About the theme

India is facing increasing water stress, driven not only by limited freshwater availability but also by the way water is valued, governed, and used. With nearly 16% of the world’s population and only 4% of global freshwater resources, pressures on water systems are growing across the country. More than 600 million people already live under high to extreme water stress, and projections indicate that, without corrective action, water demand could significantly outstrip supply in the coming decades. Tata Trusts' approach to water is to treat it as a shared, finite common resource, rather than as isolated sources managed in sectoral silos. This understanding forms the basis of the Trusts’ One Water Approach, which recognises the interconnections between groundwater, surface water, wastewater, drinking water systems, agriculture, and ecosystems. Decisions in one part of the system inevitably influence outcomes across the rest of the system.

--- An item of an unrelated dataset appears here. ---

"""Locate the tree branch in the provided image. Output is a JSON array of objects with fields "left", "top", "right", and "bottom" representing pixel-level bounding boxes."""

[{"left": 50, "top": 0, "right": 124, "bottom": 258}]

The One Water Approach in Action

Tata Trusts’ water security work is anchored at the community and landscape levels, guided by first-principles thinking and a holistic understanding of water as a shared resource. It begins by:

  • Assessing water needs across uses – drinking and domestic requirements, agriculture, livestock, and livelihoods – and at the ecosystem level 
  • Mapping total water availability across all sources such as rainfall, surface water bodies, groundwater aquifers, and wastewater; recognising their hydrological interconnections, and
  • Bridging the demand–supply gap through integrated, climate-resilient solutions that combine supply augmentation, demand management, and locally governed water stewardship for long-term sustainability.

Strategic Pillars

Restore and Recharge Water Availability:

The Trusts strengthen both natural ecosystems and built infrastructure to revive local water cycles and improve source sustainability. Interventions focus on enhancing the capacity of landscapes to capture, store, and recharge water through:

  • Groundwater recharge using rainwater and treated greywater
  • Integrated watershed and springshed development to restore hydrological balance
  • Restoration, desilting, and capacity enhancement of ponds, lakes, and other surface water bodies

Reduce and Reform Water Demand:

The Trusts place strong emphasis on reducing and reforming water demand, particularly in agriculture, which accounts for the largest share of water use in rural India.
Interventions include:

  • Promoting water-efficient crops and climate-appropriate cropping patterns
  • Supporting micro-irrigation and climate-smart agricultural practices
  • Encouraging household-level water conservation and responsible water use behaviours
  • Enabling treatment and reuse of wastewater for agriculture and other non-potable purposes

Beyond physical infrastructure, the Trusts address the behavioural, institutional, and governance dimensions of water management. This includes strengthening community institutions, fostering collective stewardship of water as a shared common resource, and enabling convergence across government programmes, civil society, and knowledge partners. Guided by the One Water approach, the Trusts work to build resilient, equitable, and sustainable water systems that secure water for people, livelihoods, and ecosystems across India.